Итак, сюжет: 20 студентов, многие уже хорошо навеселе, играют в водное поло. Один из них нарушает правила (совсем чуть-чуть), но другой реагирует слишком остро и воинственно. Между ними завязывается драка. Крики, оскорбления, удары. Окружающие быстро встают на сторону первого или второго.
В перерыве драка продолжается уже на берегу. Один из студентов случайно цепляется рукой за шнур прибора, неосторожно установленного всего в нескольких футах от бортика. И электроприбор падает в бассейн.
Я, как и вы, наблюдаю за происходящим с безопасного расстояния. Я достаточно трезв, чтобы понять, что происходит.
В отличие от японских купальщиков, находящиеся в бассейне подвергаются серьезной опасности. Электрический ток мгновенно распространяется в воде и поражает всех. Все становятся проводниками электричества друг для друга. То же самое происходит в миметической толпе.
Английское слово contagion («заражение») происходит от латинского contagio, то есть «при соприкосновении». В толпе заражение происходит практически незаметно. Как и при распространении инфекции, никто не знает, кто является главным распространителем заразы. Невозможно определить точный момент, когда невидимый враг проникает сквозь защиту человека. В случае мимесиса, никто даже не подозревает, что его желания заражены.
Мы не можем предсказать, когда мудрость народа превратится в насилие толпы. Мы не видим насилия, происходящего в другой части парка или в другой комнате. Мы лишь малая часть большой системы, и никто не воспринимает динамики целого. В толпе все происходит как в тумане.
Писатель и журналист Та-Нехиси Коутс писал о таком тумане в New York Times в ноябре 2019 года:
«Новая культура вычеркивания – это продукт поколения, родившегося в мире без мифов сокрытия. Теперь проявления насилия, о которых раньше говорили лишь намеками, о которых подозревали и шептались тайком, выплеснулись в социальные сети в полной мере. Ничто не свято, и, что гораздо важнее, ничто не законно – и меньше всего все институты, занятые поддержанием справедливости. Теперь справедливость отстаивает толпа. Это неоптимальный вариант. Мы стоим перед выбором: создать ли эгалитарные институты
Наши пьяные студенты в бассейне, только что объединенные азартной игрой, а потом дракой, теперь объединены ужасом. Электрический ток проходит через разгоряченные тела, стоящие в мелкой части бассейна. У студентов есть 5—10 секунд, чтобы выбраться, пока не станет слишком поздно.
К счастью, неожиданно появляется спаситель.
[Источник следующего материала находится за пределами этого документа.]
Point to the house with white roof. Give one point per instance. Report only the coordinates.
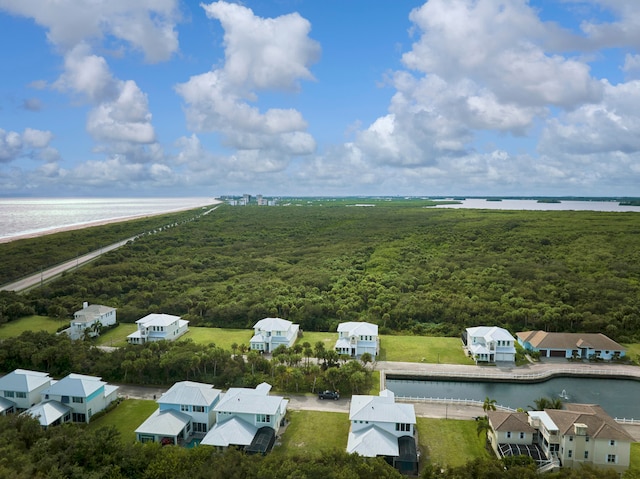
(158, 327)
(356, 338)
(571, 437)
(247, 418)
(382, 427)
(21, 389)
(89, 319)
(269, 333)
(84, 395)
(186, 409)
(490, 344)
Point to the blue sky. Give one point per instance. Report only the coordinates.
(308, 97)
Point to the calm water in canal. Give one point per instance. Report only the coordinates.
(619, 397)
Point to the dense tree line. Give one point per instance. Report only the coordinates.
(301, 369)
(411, 269)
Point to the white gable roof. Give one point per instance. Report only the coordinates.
(234, 431)
(76, 385)
(48, 412)
(188, 392)
(155, 319)
(23, 380)
(251, 401)
(164, 423)
(372, 442)
(358, 328)
(273, 324)
(381, 408)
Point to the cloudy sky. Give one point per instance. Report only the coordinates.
(308, 97)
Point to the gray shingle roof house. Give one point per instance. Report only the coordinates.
(579, 434)
(567, 345)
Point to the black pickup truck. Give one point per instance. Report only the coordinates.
(329, 395)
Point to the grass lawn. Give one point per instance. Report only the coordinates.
(31, 323)
(127, 417)
(223, 338)
(314, 432)
(424, 349)
(449, 441)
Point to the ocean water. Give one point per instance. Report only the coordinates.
(20, 217)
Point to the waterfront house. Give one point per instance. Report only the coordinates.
(579, 434)
(269, 333)
(489, 344)
(89, 320)
(21, 389)
(571, 345)
(186, 409)
(158, 327)
(84, 395)
(357, 338)
(247, 418)
(382, 427)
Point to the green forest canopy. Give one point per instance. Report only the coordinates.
(399, 264)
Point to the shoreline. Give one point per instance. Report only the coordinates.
(102, 222)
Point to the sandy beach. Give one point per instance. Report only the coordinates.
(103, 222)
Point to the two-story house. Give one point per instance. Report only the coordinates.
(21, 389)
(186, 409)
(269, 333)
(382, 427)
(247, 418)
(357, 338)
(579, 434)
(489, 344)
(81, 395)
(89, 320)
(571, 345)
(158, 327)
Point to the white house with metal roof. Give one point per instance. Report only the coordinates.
(269, 333)
(85, 395)
(382, 427)
(490, 344)
(158, 327)
(21, 389)
(356, 338)
(249, 418)
(187, 408)
(89, 319)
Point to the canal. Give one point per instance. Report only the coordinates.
(619, 397)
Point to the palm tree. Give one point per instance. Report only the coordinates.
(489, 404)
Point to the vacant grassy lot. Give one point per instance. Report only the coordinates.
(425, 349)
(127, 417)
(314, 432)
(31, 323)
(448, 441)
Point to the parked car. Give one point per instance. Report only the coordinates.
(329, 395)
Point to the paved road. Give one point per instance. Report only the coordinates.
(45, 275)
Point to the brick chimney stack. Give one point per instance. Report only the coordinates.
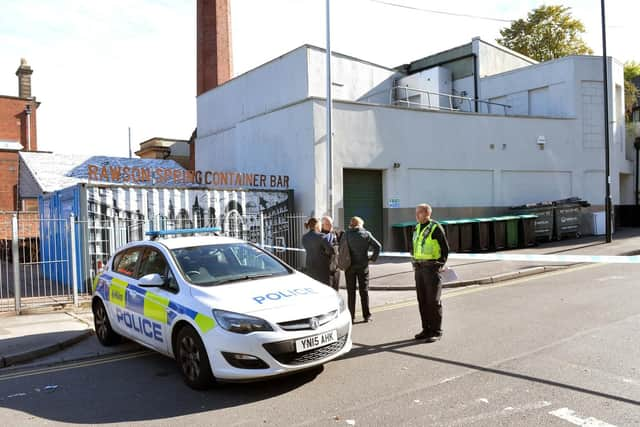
(213, 44)
(24, 72)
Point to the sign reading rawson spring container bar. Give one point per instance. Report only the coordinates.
(141, 175)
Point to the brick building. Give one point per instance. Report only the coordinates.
(17, 133)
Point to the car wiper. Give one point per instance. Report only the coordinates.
(244, 277)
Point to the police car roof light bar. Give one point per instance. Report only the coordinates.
(154, 234)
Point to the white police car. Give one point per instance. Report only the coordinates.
(223, 308)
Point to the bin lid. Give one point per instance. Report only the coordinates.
(483, 219)
(405, 224)
(465, 220)
(507, 218)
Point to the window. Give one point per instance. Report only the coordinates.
(152, 262)
(212, 265)
(126, 263)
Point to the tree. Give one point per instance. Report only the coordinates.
(631, 91)
(631, 70)
(549, 32)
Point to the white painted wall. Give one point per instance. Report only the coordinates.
(545, 89)
(447, 159)
(269, 121)
(353, 79)
(495, 59)
(277, 143)
(275, 84)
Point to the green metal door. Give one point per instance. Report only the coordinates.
(362, 195)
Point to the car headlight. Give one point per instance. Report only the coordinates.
(240, 323)
(342, 305)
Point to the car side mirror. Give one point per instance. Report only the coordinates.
(152, 280)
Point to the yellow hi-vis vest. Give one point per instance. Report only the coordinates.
(424, 247)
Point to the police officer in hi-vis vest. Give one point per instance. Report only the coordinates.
(430, 250)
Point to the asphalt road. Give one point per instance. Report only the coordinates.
(559, 349)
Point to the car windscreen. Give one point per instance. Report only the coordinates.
(212, 265)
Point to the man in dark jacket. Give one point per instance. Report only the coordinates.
(331, 236)
(429, 251)
(318, 252)
(359, 241)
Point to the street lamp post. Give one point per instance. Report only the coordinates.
(636, 145)
(605, 78)
(329, 121)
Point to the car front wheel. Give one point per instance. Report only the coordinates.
(193, 360)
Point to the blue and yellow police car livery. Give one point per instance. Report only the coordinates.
(223, 308)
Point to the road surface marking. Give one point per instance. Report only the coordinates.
(508, 411)
(75, 365)
(570, 416)
(480, 288)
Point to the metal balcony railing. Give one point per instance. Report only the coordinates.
(406, 96)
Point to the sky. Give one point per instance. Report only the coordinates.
(102, 67)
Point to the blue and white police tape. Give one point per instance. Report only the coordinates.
(492, 256)
(282, 248)
(606, 259)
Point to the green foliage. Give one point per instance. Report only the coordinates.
(630, 97)
(631, 91)
(549, 32)
(631, 70)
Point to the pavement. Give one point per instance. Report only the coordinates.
(36, 336)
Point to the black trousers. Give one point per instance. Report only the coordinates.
(362, 276)
(334, 279)
(429, 290)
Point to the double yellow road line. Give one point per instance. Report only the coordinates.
(395, 306)
(75, 365)
(481, 288)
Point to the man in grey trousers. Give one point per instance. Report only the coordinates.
(359, 241)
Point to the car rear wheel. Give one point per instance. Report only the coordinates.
(193, 360)
(105, 333)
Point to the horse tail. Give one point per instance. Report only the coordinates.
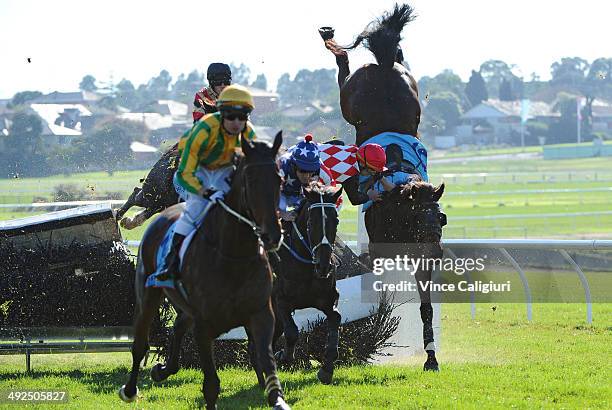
(382, 35)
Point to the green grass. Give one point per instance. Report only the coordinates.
(465, 197)
(498, 360)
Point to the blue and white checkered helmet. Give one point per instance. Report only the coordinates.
(306, 155)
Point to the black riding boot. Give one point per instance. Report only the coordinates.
(172, 262)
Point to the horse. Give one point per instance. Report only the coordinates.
(379, 97)
(157, 192)
(225, 274)
(384, 97)
(305, 274)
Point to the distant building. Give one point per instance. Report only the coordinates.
(495, 121)
(61, 122)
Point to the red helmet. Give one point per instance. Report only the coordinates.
(373, 157)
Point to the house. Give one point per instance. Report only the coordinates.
(265, 101)
(77, 97)
(61, 122)
(495, 121)
(305, 110)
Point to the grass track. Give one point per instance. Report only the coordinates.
(497, 361)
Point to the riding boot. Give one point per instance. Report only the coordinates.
(172, 261)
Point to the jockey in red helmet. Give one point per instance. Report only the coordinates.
(371, 159)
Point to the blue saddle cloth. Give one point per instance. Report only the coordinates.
(160, 259)
(413, 151)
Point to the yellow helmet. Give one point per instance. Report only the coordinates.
(235, 97)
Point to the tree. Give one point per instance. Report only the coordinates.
(476, 89)
(185, 87)
(126, 95)
(505, 91)
(569, 72)
(494, 72)
(446, 81)
(442, 113)
(23, 146)
(24, 96)
(240, 74)
(88, 83)
(260, 82)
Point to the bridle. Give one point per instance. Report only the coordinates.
(307, 240)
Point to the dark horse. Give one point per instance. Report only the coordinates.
(384, 97)
(306, 276)
(410, 215)
(157, 192)
(225, 273)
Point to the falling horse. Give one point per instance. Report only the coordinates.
(157, 192)
(306, 276)
(380, 99)
(225, 273)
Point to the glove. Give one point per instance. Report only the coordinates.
(217, 196)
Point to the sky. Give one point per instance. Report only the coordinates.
(135, 39)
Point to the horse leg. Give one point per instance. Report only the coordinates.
(161, 372)
(146, 312)
(291, 332)
(211, 385)
(427, 319)
(253, 359)
(128, 204)
(326, 372)
(261, 326)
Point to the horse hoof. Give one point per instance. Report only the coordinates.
(126, 223)
(125, 397)
(280, 404)
(324, 376)
(156, 373)
(431, 365)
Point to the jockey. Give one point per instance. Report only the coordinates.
(298, 167)
(206, 152)
(219, 76)
(371, 159)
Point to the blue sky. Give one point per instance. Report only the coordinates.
(135, 39)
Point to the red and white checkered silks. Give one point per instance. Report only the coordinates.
(341, 160)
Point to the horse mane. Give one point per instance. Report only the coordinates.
(382, 35)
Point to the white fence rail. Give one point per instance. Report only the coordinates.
(562, 246)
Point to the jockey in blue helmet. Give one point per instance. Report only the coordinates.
(298, 166)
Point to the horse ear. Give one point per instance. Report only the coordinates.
(438, 192)
(278, 140)
(246, 145)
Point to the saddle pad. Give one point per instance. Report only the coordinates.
(413, 149)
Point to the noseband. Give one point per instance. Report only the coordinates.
(324, 242)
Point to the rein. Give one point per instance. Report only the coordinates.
(313, 260)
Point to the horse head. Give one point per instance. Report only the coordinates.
(321, 216)
(258, 181)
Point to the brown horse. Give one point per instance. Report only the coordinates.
(157, 192)
(225, 273)
(384, 97)
(379, 97)
(306, 276)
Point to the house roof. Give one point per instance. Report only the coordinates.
(136, 146)
(52, 116)
(258, 92)
(151, 120)
(497, 109)
(77, 97)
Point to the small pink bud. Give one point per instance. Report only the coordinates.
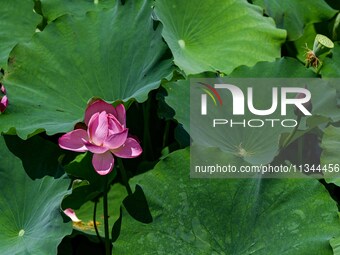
(3, 90)
(308, 105)
(3, 104)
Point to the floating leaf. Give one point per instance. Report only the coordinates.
(295, 15)
(234, 216)
(53, 9)
(39, 156)
(114, 54)
(330, 154)
(18, 23)
(30, 215)
(220, 35)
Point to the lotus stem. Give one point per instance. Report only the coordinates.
(106, 218)
(124, 176)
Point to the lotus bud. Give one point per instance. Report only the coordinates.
(3, 104)
(308, 105)
(322, 44)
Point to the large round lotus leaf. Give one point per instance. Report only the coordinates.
(220, 35)
(234, 216)
(18, 23)
(330, 159)
(30, 215)
(53, 9)
(295, 15)
(113, 54)
(255, 145)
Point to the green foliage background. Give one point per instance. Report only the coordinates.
(57, 55)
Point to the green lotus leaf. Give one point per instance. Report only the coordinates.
(18, 23)
(113, 54)
(234, 216)
(39, 156)
(335, 243)
(30, 215)
(330, 155)
(53, 9)
(220, 35)
(295, 15)
(116, 196)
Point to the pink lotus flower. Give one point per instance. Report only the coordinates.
(3, 99)
(3, 90)
(3, 103)
(106, 135)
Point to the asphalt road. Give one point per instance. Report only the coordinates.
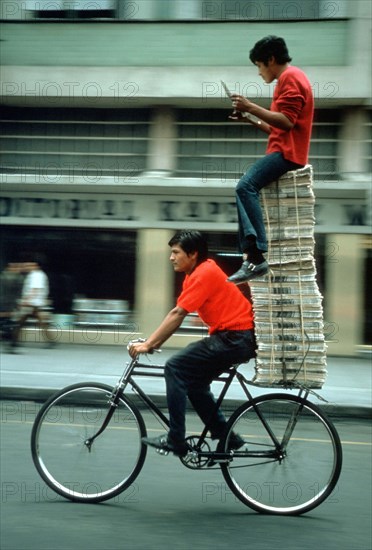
(170, 506)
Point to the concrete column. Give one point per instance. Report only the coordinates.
(163, 141)
(344, 293)
(353, 142)
(154, 279)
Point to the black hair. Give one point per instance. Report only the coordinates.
(268, 47)
(191, 241)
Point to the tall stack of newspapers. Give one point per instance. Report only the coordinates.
(287, 302)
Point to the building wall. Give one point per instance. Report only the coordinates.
(121, 126)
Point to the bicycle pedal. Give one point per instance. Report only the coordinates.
(162, 452)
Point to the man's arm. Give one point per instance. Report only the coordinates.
(164, 331)
(271, 118)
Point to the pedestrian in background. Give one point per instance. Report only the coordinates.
(11, 282)
(33, 303)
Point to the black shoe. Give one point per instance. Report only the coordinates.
(164, 445)
(235, 442)
(249, 271)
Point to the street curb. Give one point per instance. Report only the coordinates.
(40, 395)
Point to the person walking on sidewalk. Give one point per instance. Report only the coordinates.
(33, 302)
(288, 124)
(228, 315)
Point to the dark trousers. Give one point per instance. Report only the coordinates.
(190, 372)
(269, 168)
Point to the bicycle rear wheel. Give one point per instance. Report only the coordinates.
(60, 443)
(293, 476)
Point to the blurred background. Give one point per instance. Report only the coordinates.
(115, 133)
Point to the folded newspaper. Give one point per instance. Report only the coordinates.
(287, 302)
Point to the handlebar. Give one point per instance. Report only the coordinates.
(142, 340)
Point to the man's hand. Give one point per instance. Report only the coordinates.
(136, 348)
(241, 103)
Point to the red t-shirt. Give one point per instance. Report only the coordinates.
(293, 97)
(218, 303)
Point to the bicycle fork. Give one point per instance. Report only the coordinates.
(113, 403)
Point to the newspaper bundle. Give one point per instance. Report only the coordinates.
(287, 302)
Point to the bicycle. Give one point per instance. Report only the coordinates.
(86, 444)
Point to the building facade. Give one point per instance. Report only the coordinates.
(116, 134)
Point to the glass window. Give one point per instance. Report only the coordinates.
(87, 142)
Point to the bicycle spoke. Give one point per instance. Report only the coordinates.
(303, 473)
(75, 456)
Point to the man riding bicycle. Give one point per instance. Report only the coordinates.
(189, 373)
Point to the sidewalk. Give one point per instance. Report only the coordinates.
(35, 372)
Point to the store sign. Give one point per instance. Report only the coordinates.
(158, 211)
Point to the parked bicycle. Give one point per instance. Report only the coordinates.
(86, 444)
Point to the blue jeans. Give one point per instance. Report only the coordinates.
(190, 372)
(251, 225)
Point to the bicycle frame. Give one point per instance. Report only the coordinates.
(136, 369)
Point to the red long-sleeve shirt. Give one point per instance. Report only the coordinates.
(293, 97)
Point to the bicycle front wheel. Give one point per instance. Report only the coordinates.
(291, 459)
(68, 457)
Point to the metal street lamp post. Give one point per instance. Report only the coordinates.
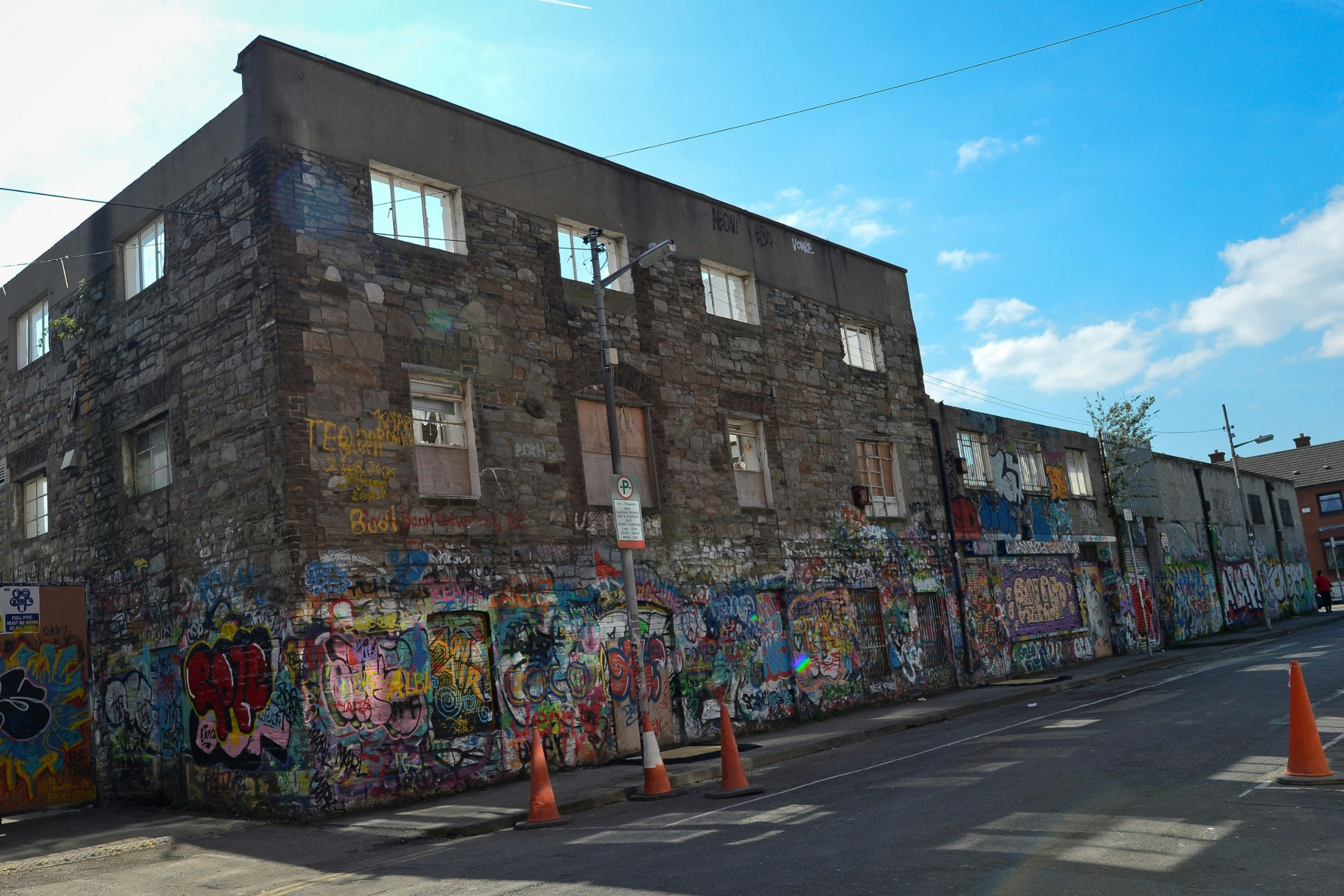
(1246, 515)
(652, 256)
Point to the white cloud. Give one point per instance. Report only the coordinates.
(990, 148)
(1280, 284)
(961, 258)
(857, 223)
(997, 312)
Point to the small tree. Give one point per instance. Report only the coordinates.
(1121, 426)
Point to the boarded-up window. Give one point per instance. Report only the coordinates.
(597, 450)
(441, 420)
(749, 467)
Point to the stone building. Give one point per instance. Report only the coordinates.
(1038, 578)
(323, 441)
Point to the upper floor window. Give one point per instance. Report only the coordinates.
(879, 475)
(973, 449)
(445, 453)
(151, 448)
(414, 210)
(596, 447)
(34, 339)
(143, 257)
(861, 346)
(1080, 477)
(1033, 468)
(34, 508)
(577, 256)
(749, 464)
(729, 293)
(1257, 510)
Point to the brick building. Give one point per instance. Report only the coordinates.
(329, 457)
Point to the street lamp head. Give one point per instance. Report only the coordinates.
(656, 253)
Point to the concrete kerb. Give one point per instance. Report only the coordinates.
(765, 757)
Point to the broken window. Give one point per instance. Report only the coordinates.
(34, 510)
(861, 346)
(597, 450)
(444, 450)
(975, 452)
(1080, 477)
(879, 475)
(34, 338)
(729, 293)
(417, 211)
(152, 467)
(749, 464)
(143, 257)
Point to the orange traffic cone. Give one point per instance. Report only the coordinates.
(656, 785)
(734, 778)
(541, 805)
(1307, 762)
Один из студентов, который выбрался из бассейна еще до начала драки, возвращается из бара с пивом. Он не представляет, что только что произошло.
Держа в руках кружки с пивом и улыбаясь, он подходит туда, где в воде плавает электроприбор. Из прибора сыплются искры, но наш студент ничего не замечает.
Студенты в бассейне видят приятеля, стоящего на бортике бассейна. Он спокоен. Он улыбается. А им грозит смерть.
Один из студентов тычет в него пальцем: «Это сделал он!» Студент с пивом не понимает, что происходит и в чем его обвиняют. Но теперь все в бассейне смотрят на него.
Раздается второй голос: «Это он!» И вот уже третий кричит: «Он пытается убить нас!»
Быстро звучат новые обвинения.
Обвинения всегда миметичны, и это очень опасно.
Первое обвинение выдвинуть труднее всего. Почему? Потому что у него нет модели. Большинство из нас способно обвинить другого человека в чем-то ужасном только при наличии убедительных доказательств. Но в ситуации сильного страха или смятения стандарты меняются. В зоне военных действий обвинить человека в ужасном проступке проще, чем в спокойной аудитории.
Первое обвинение, даже если оно абсолютно ложное, меняет восприятие реальности. Оно влияет на память и восприятие новых событий. И с каждым новым обвинением появляются новые модели. Из-за этого второе обвинение становится легче, третье еще легче, а четвертое еще легче.